Even if we don’t know exactly what moment in our history the vibrations represent, it’s an important process to understand because it requires bringing two parts, or two halves, together. It’s a type of reconciliation, where former antagonists lay down their differences and realize that they can’t move forward without each other.

This reconciliation is needed on many levels, whether between the masculine and feminine genders on this planet, the masculine and feminine aspects within each of us, or the parts of our own history that we bury and negate – we even need to bring those back into the fold, so to speak.

This reminds me that a teacher used to say that someone who is a bad person can sometimes reach more quickly to a depth within themselves. That’s because it’s easy to set the bad behavior aside when they don’t necessarily have any strong spiritual illusions that power it.

In other words, those who think they have an idea about how to change things, or have an effect in the world, often go around in circles because of their spiritual illusion, or their angelic nature – they have fixed themselves to see only one side of the issue. We can’t close ourselves off to the aspects that can bring wholeness.

But in my case, in terms of some type of historical conditioning, it’s as if I’m able to look at both sides of the equation. I’ve always been a bit like this. In fact, I often surprise people when I can sit down and describe how things can go haywire, even if the subject is not in my area of expertise. They wonder how I know, and I just say: “Well, to be a good businessman in today’s society, you have to have a certain degree of the criminal mind.” That way you can protect yourself, because those two aspects are somehow related.
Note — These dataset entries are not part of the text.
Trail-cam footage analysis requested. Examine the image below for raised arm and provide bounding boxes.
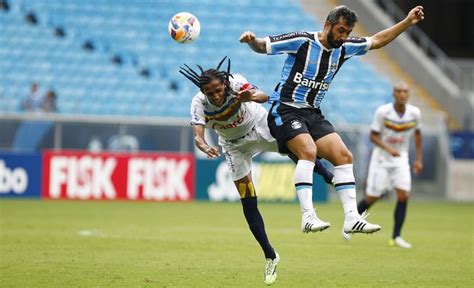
[239,31,267,54]
[370,6,425,49]
[193,125,221,159]
[235,88,268,103]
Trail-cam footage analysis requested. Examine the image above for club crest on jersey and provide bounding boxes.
[291,120,303,130]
With that in mind, in a roundabout sense, that’s how you (Jeane) and I are correlated: historically, our two clans were infamous for feuding. But actually, at the epicenter of a feud, there is often common ground. In other words, if you can sort out the reactivity (animosity), you can come to a point where there’s a meeting, energetically, and a balance can be regained.

It is said that, in the journey of the soul, those that you struggle with the most are often people whom you were “married” to in the past. In a given lifetime, that which you’re married to can be, if you knew the karma of your soul’s journey, something in which there’s a history of differentiation, or antagonism.

Somehow or other, those divergent aspects get pulled together, and it’s like bringing two halves of a whole back together, and it tends to create a lot of interesting change and growth. To bring two halves like that together, each of those halves have something to contend with within themselves.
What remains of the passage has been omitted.